Nietypowy prezent od Ukraińców
Jak podał w sobotę portal RMF24, powołując się na członków delegacji towarzyszącej Szymczykowi w wizycie w Ukrainie, komendant został obdarowany przez gospodarzy dwoma granatnikami przeciwpancernymi, "które - jak przekonywali Ukraińcy - miały być zużyte". Według portalu prawdopodobnie chodziło o RGW-90. To jednorazowy granatnik niemieckiej firmy Dynamit Nobel Defence, służy do przebijania pancerzy i jako broń odłamkowo-burząca.
Miał to być według portalu "nietypowy, wojenny prezent, jaki robią teraz Ukraińcy - zużyty granatnik przeciwpancerny, którym ostrzeliwano rosyjskie czołgi". Według rozmówców RMF24 "delegacja samochodami wróciła do Warszawy, a otrzymane prezenty gen. Szymczyk zostawił na zapleczu swojego gabinetu".
Eksplozja "po sekundzie"
"Szef polskiej policji przekazał nam, że następnego dnia po powrocie chciał przełożyć prezenty od Ukraińców na zapleczu swojego gabinetu. W chwili, kiedy przestawił pionowo na podłodze jeden z granatników, dosłownie po sekundzie doszło do eksplozji" – podał portal.

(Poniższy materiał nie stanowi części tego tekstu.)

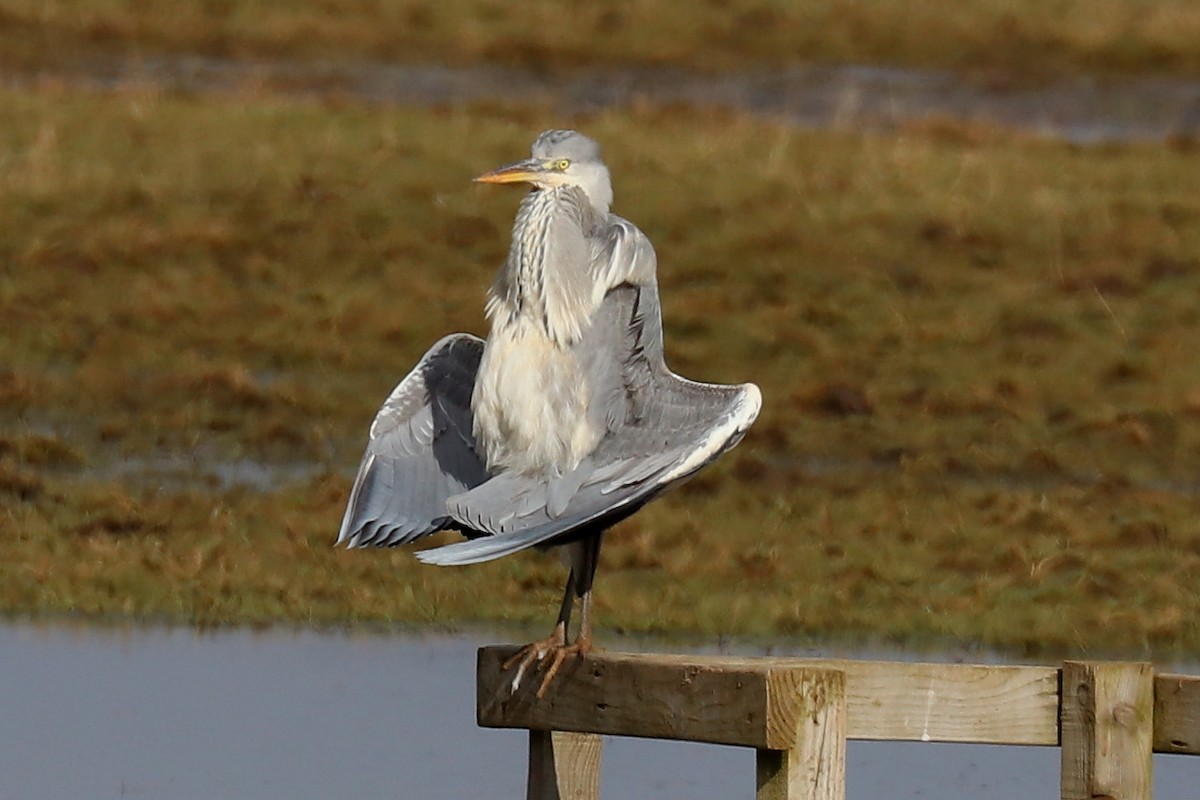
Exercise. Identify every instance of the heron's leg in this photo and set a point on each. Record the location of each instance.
(535, 651)
(586, 558)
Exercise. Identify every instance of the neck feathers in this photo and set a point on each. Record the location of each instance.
(545, 286)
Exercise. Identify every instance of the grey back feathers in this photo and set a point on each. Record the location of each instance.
(565, 420)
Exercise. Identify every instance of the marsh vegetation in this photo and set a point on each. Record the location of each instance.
(977, 349)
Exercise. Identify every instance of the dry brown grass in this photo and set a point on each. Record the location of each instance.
(976, 352)
(1001, 40)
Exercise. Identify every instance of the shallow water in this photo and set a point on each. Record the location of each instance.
(169, 713)
(1080, 109)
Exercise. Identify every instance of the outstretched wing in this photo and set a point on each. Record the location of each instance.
(661, 429)
(420, 451)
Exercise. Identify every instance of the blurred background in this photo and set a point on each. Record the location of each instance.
(958, 250)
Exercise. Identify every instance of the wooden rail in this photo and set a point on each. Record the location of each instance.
(1109, 717)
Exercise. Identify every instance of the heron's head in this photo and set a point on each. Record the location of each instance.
(561, 158)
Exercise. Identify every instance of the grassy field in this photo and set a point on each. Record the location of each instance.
(994, 38)
(977, 352)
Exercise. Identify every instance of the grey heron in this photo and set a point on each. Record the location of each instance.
(565, 420)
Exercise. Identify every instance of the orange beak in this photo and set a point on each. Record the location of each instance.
(521, 172)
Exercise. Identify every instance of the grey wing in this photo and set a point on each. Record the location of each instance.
(667, 427)
(420, 451)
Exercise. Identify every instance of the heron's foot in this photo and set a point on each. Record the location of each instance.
(546, 654)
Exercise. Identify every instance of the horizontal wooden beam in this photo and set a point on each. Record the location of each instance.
(754, 704)
(885, 699)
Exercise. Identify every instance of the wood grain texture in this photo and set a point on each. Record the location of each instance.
(754, 704)
(563, 765)
(1107, 731)
(893, 701)
(1177, 714)
(815, 767)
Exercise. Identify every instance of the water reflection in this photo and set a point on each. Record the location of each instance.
(168, 713)
(1078, 108)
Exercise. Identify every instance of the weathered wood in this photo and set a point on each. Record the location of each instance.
(815, 768)
(563, 765)
(1107, 731)
(891, 701)
(1177, 714)
(754, 704)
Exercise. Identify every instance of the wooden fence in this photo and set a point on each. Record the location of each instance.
(1108, 717)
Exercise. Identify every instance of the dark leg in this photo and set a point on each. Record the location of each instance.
(553, 649)
(535, 651)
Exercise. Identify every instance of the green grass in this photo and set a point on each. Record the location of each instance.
(976, 352)
(990, 37)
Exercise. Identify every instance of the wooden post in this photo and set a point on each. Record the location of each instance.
(815, 767)
(1107, 731)
(563, 765)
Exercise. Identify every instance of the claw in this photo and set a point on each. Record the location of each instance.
(550, 654)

RMF24 przytoczył opinie ekspertów, według których "granatnik nie mógł wystrzelić sam - chyba że był uszkodzony i w czasie przestawiania doszło do wybuchu". "Ale możliwa jest też wersja, że komendant główny policji mógł nacisnąć jakiś element tuby po granatniku, którego dokładnie nie sprawdzono" – podał portal. Poinformował też, że "zniszczenia po wybuchu są na trzech kondygnacjach budynku - od parteru do drugiego piętra", a wyrwy w podłogach "mają okrągły kształt" i "wielkość mniej więcej obiadowego talerza".